『海街diary』の魅力は、綾瀬はるか 長澤まさみ 夏帆 広瀬すずの四姉妹のキャスティングだけではない。
2021/02/28
ポイントはCM映像にあらず
是枝監督の新作『海街diary』。
これオススメです。
綾瀬はるか、長澤まさみ、夏帆、広瀬すずの四姉妹。
広瀬すずは腹違いの妹という設定ではあるけれども、「4人が揃いも揃って美人&可愛過ぎる姉妹なんてありえへんでしょ⇒だから観に行こっと!」と考えている男子諸君は日本に数万人はいることでしょう。
私も、まずはこのキャスティングに惹かれましたから。
さらに、現在放映中のテレビCMで、綾瀬はるかに「人がきたらどうするの?!」と言われた裸の広瀬すずが、「うふ」っと走り去るシーンに萌えて「よし!観に行こう!」と決意した男子諸君も日本全国に十数万人はいると思うのですが、この映画のポイントは、このような「キャスティング」や「ツカミ映像」の部分のみにはあらず。
鎌倉
個人的には、やはり鎌倉が舞台というところが大きいと思いました。
海沿いの町、歴史を感じさせる佇まい、高低差が多く崖が多い町、風情と情緒をイヤミなく自然に体感できる町、鎌倉。

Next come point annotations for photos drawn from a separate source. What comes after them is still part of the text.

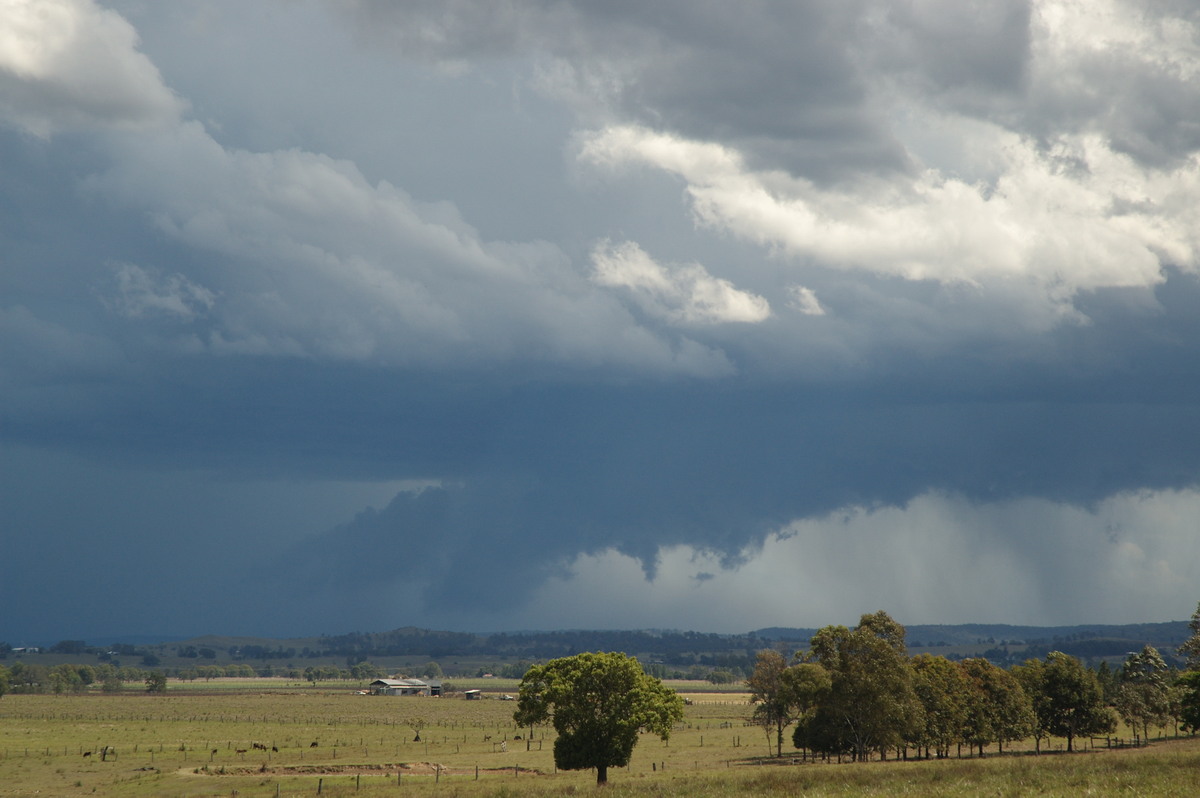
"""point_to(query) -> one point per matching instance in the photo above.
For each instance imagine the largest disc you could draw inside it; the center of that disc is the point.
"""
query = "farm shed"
(406, 688)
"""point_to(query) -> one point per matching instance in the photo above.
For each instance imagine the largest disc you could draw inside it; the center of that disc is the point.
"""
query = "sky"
(333, 316)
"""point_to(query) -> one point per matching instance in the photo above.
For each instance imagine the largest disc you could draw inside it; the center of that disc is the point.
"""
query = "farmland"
(282, 738)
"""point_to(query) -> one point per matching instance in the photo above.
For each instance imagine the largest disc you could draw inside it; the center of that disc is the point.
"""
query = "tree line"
(856, 693)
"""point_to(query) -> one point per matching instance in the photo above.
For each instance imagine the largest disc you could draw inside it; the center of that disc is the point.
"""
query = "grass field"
(190, 742)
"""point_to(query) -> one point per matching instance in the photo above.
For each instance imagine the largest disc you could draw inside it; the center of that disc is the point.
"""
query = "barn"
(406, 688)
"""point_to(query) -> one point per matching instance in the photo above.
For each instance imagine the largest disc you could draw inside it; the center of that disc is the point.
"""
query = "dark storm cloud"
(580, 294)
(780, 81)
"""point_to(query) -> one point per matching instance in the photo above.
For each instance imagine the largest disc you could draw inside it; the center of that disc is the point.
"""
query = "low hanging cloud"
(683, 294)
(891, 300)
(937, 558)
(143, 293)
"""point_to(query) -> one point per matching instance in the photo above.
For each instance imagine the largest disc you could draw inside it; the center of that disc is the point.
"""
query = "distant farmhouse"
(406, 688)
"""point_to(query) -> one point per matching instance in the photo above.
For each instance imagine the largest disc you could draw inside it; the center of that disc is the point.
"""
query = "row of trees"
(857, 693)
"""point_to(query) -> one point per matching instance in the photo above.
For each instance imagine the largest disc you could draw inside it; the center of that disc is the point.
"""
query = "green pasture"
(187, 742)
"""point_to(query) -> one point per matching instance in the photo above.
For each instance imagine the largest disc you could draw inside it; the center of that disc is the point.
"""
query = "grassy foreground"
(196, 743)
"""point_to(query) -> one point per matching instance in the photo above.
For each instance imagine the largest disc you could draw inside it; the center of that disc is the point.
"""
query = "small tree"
(1191, 648)
(598, 703)
(156, 682)
(774, 706)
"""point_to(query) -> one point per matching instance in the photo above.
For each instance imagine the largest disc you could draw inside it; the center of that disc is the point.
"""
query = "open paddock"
(305, 742)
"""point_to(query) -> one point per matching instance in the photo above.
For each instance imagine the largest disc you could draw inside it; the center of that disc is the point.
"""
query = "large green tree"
(1069, 701)
(1144, 695)
(871, 703)
(598, 703)
(946, 695)
(784, 693)
(1000, 711)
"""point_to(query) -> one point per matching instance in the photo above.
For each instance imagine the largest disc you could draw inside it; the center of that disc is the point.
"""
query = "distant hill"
(691, 654)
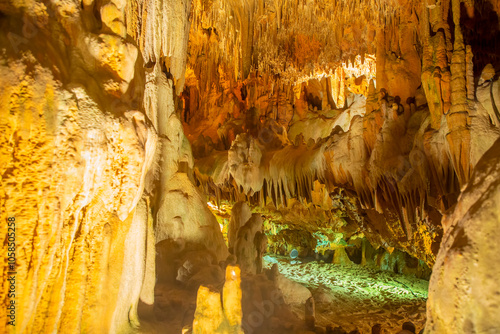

この鎌倉の風景を、四季を通して描かれているだけでも観る価値あると思うんですよね。
是枝監督の「優しい光」
是枝裕和監督は、どの作品も共通して、日本独特の「優しい光」を映像に封じ込める技術とセンスの持ち主だと思っています。
たとえば、監督を一躍有名にし、主演の柳楽優弥がカンヌ国際映画祭で史上最年少の男優賞を受賞して話題になった『誰も知らない』。
この明るくも残酷な住宅街の白い昼間の光が独特で、私は映画の内容そのものよりも、当たり前すぎるほどの淡々とした住宅街に日常的に漂う空気がすぐ目の前のスクリーンに再現されていることに驚きました。
また、福山雅治主演の『そして父になる』の夕暮れ時の湿度を含んだ光、ペ・ドゥナ主演の異色作『空気人形』の無機質な空気に漂う光など、作品ごとに「光」の質は違うんだけれども、映画のストーリーやセリフ云々以前に、是枝監督が映像にする日本の空気と光が、なんとも私は好きなんですね。
きわめつけは『歩いても 歩いても』かな?
この映画も海沿いの町での話なんだけれども、もっとも『海街diary』の空気感と日差しに近いと感じています。
樹木希林も出ているし(笑)。
私はこの映画の日本家屋に差し込む日差しや、海沿いの町独特の空気感がすごく好きで、何度も見直しています。
海沿いの町の坂道を歩く阿部寛と夏川結衣や、樹木希林の姿がすごく絵になっているんですよね。
『海街diary』を気に入った人は、『歩いても 歩いても』を観てみるのも良いかもしれませんね。
美しい風景だけではなく、「チクッ!」と刺さる、残酷な人間の一面が少しずつ垣間見えてくる、ある種の「重さ」も含まれた映画でもあるのですが、「人間」に対しての「優しさ」を常に失うことのない是枝監督ならではの作品です。
そう、是枝監督は、基本的に人の優しさを信じている人なんじゃないかと思う。
特に、子どもへの目線が限りなく優しいのです。
愛情に溢れている。
『誰も知らない』や「奇跡』で描かれる、元気で生命力に溢れる子ども達の姿を観ると、子ども好きな私も元気になってしまうのです。
鎌倉が舞台であることに加え、監督が人に向ける眼差し、優しさが常に映像に通奏底流のように漂っているところも、この映画の魅力なんだと思います。
この映画を観て、優しく暖かい気分になった方は、ぜひ上にあげた是枝監督の他の作品もご覧になって欲しいなと思っています。